Sunday, December 28, 2008

End of the year national security wrap-up

By Carol Gee

A mixture of celebration and irony -- Sunday posts from me at this blog sometimes focus on celebrating the Constitution and the rule of law in the United States of America. And sometimes we have reason to decry the manner in which the rule of law has been ignored by those in power over us. "Restore the Constitution!" has been a rallying cry for far too many of these recent years of living under a lawless president. Civil liberties remain at risk, Guantanamo remains a shameful place to detain our enemies (and some who are not)**, national security remains insecurely practiced, and our Intelligence community remains fragmented and far too militarized.

As the New Year - 2009 - approaches, there are a number of realities to celebrate. A civil liberties advocate, Tom Head at About.com, reports that President-elect Obama's initial cabinet picks are solid civil libertarians, for the most part. Also, the ACLU's Anthony Romero's Dec. 18 newsletter reported that:

You and the ACLU just dealt another blow to the Patriot Act. This week, a federal appeals court upheld our earlier victory, ruling that the dangerous National Security Letter provision of the Act is unconstitutional.

Irony characterizes many other recent "Sunday" items. For example, an important Vanity Fair feature by David Rose on Dec. 16, is titled "Tortured Reasoning." Rose reveals that "Intelligence experts who analyzed Al-Qaeda detainee's statements about 'links' with Saddam Hussein were never told that he had been tortured." And in another example, like Glen Greenwald at Salon.com, we lament the manner in which breaches of the law are reported by the mainstream media. And I also found it ironic that the Director of National Intelligence felt it necessary to reveal that a Russian journalist was profiled from "open source" material, intelligence sources to which any of us has access, according to Steven Aftergood at Secrecy News. The story about what will happen to reams of private information required from Obama administration job applicants is also an ironic unintended consequence of our new Constitutional law professor President's transition process. Politico's Eamon Javers asks about "Facebook pages in National Archives?" To quote what an applicant might wonder after hitting the send button:

And then you think: Just who’s going to be reading this? And when similar information from all of the Obama applicants has been gathered, creating one of the largest treasure troves of personal secrets of powerful people in the world, exactly who will own that database?

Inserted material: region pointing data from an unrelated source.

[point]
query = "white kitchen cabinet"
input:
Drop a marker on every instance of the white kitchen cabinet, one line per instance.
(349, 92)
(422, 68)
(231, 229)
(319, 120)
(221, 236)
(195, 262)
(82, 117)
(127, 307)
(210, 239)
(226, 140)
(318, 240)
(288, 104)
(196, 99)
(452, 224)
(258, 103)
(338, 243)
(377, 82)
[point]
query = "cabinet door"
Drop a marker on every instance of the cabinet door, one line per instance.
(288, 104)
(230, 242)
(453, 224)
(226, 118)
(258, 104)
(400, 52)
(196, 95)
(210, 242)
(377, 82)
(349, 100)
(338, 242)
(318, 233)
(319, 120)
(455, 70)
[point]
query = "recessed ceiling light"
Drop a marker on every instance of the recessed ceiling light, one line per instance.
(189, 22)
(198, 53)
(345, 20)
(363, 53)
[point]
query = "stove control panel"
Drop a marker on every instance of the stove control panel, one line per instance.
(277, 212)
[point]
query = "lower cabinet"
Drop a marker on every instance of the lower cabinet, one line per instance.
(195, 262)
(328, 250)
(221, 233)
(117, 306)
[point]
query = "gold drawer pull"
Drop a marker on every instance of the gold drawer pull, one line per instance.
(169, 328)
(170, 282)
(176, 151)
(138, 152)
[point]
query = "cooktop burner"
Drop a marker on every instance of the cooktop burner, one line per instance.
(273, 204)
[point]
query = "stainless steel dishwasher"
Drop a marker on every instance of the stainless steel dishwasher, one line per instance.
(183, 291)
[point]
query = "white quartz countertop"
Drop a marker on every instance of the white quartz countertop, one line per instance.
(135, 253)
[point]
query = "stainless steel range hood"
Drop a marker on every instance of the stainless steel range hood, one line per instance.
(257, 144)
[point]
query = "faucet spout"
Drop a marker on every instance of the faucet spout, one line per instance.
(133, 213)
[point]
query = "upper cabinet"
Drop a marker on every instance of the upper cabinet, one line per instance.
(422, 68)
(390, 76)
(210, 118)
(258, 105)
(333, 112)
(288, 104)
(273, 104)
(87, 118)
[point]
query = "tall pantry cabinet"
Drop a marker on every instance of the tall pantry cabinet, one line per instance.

Don’t ask the Obama team, it’s not saying.

A spokesman for the presidential transition declined to reveal the number of people who’ll have access to the disclosure information, where it will be kept and what will be done with it at the end of the transition. “I can’t comment at all on that,” said Obama spokesman Reid Cherlin.

Civil libertarians remain disturbed or cautiously optimistic about what the next administration's national security initiatives will bring. For whatever reason, it seems significant that President-elect Obama has yet to name his new head of the Central Intelligence Agency or his Director of National Intelligence. There could be many reasons for this dalliance, but one that occurs to me is that our president-to-be wants to get several weeks of daily national intelligence briefings under his belt in order to really "get the lay of the land of spooks, spying and secrecy." Many of us would be very dismayed if there were any appointments of Bush administration operatives, most of whom have dirty hands, in my humble opinion. We shall see; 22 more days of that motley crew!

**Reference from CQ Behind the Lines (sign up for this excellent free newsletter here), by David C. Morrison, on 11/26/08:

Courts and rights: Solving a potential early dilemma for Obama, the U.S. military has repatriated Osama bin Laden’s ex-driver from Guantanamo Bay to Yemen to serve out his brief remaining sentence, The Miami Herald mentions — even as The Toronto Globe and Mail has an Egyptian “who was once bin Laden’s farmer” seeking reincarceration in a Canadian prison because he can no longer handle the 24-hour surveillance. Slate rehearses Obama’s Yemeni detainee problem — while AP has an appeals bench expressing skepticism about a judge’s order releasing 17 Uighur detainees into the United States A federal judge ruled Monday that ethnicity could not serve as justification for the four-hour detention of two Egyptian-born men questioned after a 2004 cross-country flight, The New York Law Journal relates. An appeals court, meanwhile, finds that surveillance of U.S. citizens can be lawfully conducted in foreign countries, The New York Times tells — and Reuters sees another appeals bench upholding the convictions of three sentenced to life in prison for the 1998 U.S. African embassy bombings.